# IEooc_Methods5_Exercise4a: Calculating income specific footprints for Germany


**Prerequisites**
- Basic knowledge of Input-Output Analysis (completed part Methodology 5: Input-output analysis of the IEooc)
- Basic knowledge on Python (see here for help https://simschul.github.io/python_basics/python_cheatsheet.html)
- Basic knowledge (and an installation) of the Pymrio python package (read https://pymrio.readthedocs.io/en/latest/intro.html#)
- EXIOBASE for the year 2013 in the product by product variant (pxp) (you can find it here: https://zenodo.org/records/5589597 , download the file “IOT_2013_pxp.zip” and save it to your computer)

## Import libraries

In [2]:
# import libraries
import pandas as pd
import numpy as np
import pymrio
import os
from plotnine import *
# TODO: add other libraries you need (e.g. matplotlib)


## Specify paths

It's good practice to specify all paths at the beginning of your script so that other people who want to run your script directly know which lines to adapt to run the script in their own computer. 

In [11]:
path2final_demand = #TODO: add path to the folder where you have stored the 'Final_demand_by_income_avg.xlsx' file
path2exiobase = #TODO: add path to folder where you have stored the exiobase .zip file from Zenodo 

In [None]:
# Define the path to the Excel file containing final demand by income data
path2file = os.path.join(path2final_demand, 'Final_demand_by_income_avg.xlsx')

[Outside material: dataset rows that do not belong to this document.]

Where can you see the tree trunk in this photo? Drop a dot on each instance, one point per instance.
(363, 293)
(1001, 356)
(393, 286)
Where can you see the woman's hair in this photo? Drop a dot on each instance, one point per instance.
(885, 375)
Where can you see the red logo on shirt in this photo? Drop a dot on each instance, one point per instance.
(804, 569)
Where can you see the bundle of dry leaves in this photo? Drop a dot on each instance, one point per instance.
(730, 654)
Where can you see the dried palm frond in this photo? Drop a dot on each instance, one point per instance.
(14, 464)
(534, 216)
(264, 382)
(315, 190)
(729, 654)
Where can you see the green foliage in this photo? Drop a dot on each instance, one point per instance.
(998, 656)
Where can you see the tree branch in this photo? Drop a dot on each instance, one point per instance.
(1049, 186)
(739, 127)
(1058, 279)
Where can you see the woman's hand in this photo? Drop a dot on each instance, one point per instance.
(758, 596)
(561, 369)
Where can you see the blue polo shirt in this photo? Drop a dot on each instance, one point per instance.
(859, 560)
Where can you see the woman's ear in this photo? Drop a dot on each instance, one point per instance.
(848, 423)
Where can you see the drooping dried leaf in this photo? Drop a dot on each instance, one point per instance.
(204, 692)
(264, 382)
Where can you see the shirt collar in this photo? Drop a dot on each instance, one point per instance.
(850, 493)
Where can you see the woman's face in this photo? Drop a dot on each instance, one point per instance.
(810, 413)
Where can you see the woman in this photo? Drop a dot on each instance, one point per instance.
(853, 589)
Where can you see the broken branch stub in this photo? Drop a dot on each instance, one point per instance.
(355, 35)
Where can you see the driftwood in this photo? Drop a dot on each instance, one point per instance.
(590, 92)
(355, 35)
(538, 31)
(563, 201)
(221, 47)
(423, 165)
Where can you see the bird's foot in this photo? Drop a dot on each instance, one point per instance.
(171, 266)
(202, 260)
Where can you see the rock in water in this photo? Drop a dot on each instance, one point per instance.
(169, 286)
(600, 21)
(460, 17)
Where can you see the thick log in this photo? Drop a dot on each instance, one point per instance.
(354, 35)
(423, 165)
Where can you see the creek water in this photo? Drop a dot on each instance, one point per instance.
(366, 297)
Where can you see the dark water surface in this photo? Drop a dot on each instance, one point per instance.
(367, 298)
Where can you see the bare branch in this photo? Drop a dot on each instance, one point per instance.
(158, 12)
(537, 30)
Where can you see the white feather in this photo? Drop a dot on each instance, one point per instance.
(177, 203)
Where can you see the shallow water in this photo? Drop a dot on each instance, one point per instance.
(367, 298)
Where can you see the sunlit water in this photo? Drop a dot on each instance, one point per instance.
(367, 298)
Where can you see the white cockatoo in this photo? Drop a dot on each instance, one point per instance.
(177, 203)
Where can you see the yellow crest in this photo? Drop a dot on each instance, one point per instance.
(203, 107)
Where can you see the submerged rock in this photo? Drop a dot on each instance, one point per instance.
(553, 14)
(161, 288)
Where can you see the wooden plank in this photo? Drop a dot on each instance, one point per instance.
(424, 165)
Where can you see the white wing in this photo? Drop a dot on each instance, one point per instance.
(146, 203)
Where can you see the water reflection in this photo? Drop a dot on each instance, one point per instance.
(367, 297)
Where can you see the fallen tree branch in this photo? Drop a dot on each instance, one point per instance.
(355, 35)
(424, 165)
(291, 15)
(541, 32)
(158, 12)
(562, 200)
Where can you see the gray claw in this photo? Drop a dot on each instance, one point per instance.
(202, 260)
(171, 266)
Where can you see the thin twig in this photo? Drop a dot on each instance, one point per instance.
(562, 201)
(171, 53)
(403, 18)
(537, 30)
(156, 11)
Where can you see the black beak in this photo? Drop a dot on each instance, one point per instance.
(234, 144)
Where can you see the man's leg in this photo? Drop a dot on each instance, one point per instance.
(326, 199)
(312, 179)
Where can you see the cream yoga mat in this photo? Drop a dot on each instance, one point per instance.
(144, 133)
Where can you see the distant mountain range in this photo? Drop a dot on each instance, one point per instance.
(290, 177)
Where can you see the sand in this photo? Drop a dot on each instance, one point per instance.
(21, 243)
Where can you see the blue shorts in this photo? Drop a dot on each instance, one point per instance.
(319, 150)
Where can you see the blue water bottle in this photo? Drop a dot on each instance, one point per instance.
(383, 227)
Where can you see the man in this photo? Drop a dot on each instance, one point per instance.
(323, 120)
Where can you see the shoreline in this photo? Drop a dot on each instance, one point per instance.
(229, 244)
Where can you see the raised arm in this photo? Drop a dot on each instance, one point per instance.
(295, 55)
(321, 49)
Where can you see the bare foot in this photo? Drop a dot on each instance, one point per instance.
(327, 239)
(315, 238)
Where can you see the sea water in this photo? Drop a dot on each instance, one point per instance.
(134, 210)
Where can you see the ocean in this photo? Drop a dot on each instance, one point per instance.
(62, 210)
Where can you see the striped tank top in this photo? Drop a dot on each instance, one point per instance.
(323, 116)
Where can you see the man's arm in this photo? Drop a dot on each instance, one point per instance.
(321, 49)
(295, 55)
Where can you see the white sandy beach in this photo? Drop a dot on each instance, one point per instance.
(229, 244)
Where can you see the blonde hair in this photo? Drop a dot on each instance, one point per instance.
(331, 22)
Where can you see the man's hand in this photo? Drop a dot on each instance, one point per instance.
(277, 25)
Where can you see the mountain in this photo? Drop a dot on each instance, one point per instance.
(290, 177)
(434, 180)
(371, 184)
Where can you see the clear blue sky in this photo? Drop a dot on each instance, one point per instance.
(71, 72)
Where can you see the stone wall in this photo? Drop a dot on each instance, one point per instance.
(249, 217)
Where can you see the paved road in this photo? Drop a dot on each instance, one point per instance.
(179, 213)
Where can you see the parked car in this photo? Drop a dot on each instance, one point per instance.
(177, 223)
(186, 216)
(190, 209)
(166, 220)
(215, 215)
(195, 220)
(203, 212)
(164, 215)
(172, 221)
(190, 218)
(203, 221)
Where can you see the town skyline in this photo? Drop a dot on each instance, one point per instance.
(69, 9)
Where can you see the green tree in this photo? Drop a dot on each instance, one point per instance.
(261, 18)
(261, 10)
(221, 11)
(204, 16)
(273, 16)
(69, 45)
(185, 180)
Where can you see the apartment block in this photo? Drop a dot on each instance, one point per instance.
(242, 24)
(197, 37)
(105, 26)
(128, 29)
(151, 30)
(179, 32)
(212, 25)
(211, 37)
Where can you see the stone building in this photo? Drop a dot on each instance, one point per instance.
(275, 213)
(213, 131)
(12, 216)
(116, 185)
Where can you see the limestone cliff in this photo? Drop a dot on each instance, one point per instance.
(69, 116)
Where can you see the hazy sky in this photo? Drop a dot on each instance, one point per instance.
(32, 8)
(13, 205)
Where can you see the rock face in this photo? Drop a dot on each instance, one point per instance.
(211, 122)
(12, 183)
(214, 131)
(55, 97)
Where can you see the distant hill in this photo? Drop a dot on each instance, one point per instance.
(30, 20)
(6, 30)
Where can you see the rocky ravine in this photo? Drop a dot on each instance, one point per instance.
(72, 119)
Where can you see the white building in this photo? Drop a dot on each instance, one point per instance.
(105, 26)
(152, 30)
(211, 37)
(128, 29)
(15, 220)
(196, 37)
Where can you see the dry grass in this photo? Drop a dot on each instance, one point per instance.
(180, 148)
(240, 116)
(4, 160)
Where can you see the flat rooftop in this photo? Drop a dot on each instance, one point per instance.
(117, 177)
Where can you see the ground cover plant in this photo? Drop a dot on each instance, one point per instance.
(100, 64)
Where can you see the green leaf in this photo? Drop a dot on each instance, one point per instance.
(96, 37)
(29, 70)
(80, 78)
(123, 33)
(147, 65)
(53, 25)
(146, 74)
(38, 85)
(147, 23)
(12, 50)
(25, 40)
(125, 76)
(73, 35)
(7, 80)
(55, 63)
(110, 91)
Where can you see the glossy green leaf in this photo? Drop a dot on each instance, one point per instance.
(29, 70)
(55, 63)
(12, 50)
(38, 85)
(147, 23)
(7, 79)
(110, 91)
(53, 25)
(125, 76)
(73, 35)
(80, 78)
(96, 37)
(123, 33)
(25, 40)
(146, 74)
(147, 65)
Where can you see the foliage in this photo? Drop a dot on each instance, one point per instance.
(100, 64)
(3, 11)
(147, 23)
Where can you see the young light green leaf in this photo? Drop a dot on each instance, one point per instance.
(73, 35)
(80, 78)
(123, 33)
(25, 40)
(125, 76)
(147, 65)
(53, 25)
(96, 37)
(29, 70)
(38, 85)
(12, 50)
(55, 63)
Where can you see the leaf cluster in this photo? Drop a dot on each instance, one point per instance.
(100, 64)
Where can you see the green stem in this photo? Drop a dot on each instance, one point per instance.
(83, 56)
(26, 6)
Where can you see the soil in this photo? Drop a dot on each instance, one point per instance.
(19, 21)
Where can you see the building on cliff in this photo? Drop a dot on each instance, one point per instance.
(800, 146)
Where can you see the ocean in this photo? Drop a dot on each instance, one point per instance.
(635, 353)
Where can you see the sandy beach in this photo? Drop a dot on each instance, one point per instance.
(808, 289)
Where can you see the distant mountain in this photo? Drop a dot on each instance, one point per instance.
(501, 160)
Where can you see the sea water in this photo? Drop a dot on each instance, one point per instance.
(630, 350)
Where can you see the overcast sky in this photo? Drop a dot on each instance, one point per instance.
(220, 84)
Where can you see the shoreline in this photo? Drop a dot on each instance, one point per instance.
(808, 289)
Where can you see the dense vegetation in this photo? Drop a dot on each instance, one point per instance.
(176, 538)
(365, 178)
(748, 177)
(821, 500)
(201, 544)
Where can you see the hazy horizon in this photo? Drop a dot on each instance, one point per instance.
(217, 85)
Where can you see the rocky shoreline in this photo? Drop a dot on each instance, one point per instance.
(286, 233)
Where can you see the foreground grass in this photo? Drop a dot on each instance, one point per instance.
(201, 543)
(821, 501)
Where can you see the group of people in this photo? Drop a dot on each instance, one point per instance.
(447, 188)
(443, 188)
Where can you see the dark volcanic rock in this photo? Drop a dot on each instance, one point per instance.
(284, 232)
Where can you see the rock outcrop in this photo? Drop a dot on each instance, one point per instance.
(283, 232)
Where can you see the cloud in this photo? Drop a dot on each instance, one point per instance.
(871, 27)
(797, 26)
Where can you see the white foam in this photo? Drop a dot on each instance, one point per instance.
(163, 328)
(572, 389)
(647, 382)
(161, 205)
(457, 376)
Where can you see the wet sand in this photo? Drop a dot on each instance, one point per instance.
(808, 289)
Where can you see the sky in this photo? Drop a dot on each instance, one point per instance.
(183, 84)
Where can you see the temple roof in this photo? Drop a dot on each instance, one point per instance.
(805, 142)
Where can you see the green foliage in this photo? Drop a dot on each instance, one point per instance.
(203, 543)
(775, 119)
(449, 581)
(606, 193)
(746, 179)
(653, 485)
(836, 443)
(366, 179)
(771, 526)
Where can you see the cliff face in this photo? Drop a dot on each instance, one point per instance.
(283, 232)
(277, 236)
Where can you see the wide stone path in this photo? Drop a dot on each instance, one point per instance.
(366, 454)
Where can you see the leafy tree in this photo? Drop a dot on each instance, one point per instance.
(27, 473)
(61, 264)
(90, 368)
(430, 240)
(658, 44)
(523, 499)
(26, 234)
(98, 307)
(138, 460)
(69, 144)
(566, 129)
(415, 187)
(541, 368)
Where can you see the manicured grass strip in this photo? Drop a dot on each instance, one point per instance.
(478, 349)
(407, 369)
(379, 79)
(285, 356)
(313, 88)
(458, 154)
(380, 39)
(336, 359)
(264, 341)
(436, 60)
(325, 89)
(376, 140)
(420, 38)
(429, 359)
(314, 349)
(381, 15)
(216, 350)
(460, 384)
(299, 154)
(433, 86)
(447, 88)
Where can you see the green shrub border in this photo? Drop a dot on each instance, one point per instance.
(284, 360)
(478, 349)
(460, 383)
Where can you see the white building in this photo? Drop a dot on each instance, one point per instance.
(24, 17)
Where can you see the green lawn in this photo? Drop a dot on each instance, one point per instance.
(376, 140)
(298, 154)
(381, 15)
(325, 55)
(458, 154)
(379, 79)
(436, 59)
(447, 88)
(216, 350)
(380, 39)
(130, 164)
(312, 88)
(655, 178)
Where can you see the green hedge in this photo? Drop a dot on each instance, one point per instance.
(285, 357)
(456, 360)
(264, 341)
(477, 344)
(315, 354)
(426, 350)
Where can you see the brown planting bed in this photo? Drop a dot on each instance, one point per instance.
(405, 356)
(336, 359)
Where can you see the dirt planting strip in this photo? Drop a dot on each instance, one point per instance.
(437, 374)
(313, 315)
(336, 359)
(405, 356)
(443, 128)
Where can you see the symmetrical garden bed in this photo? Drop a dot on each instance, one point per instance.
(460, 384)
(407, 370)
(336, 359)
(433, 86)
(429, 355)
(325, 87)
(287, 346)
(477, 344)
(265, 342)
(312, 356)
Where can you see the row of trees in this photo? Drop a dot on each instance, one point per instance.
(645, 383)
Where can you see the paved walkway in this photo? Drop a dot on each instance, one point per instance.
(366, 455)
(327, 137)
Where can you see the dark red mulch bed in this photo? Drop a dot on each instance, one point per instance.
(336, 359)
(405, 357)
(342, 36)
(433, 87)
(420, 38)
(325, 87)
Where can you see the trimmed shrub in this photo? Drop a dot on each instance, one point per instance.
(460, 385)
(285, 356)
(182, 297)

# Read the Excel file into a DataFrame, setting the first two columns as the index
Y_by_income = #TODO 

# Set the name of the columns to 'income_group'
#TODO

# Display the DataFrame
Y_by_income

## Step 4: Import Exiobase

In [13]:
# Parse the Exiobase3 data from the specified path using the pymrio library
exio = #TODO 

Now, let's calculate all missing parts from our MRIO system (L, S, ...):

In [None]:
#TODO: calculate missing parts from MRIO system using pymrio functions

## Step 5: Calculate total footprints by income

$ Footprint = S * L * Y $

Check dimensions of the three matrices first: 

In [None]:
print("S: ", exio.impacts.S.shape)
print("L: ", exio.L.shape)
print("Y: ", Y_by_income.shape)


Do the matrix multiplications: 

In [16]:
D_by_income = #TODO

In [None]:
D_by_income

### a) Extract CO2, CH4 and N2O footprints in GHGeq

We can extract the specific rows from `D_by_income` using .loc and specifing the entire name of the impact. E.g. for CO2 this would be:

In [None]:
D_by_income.loc['GHG emissions (GWP100) | Problem oriented approach: baseline (CML, 2001) | GWP100 (IPCC, 2007)']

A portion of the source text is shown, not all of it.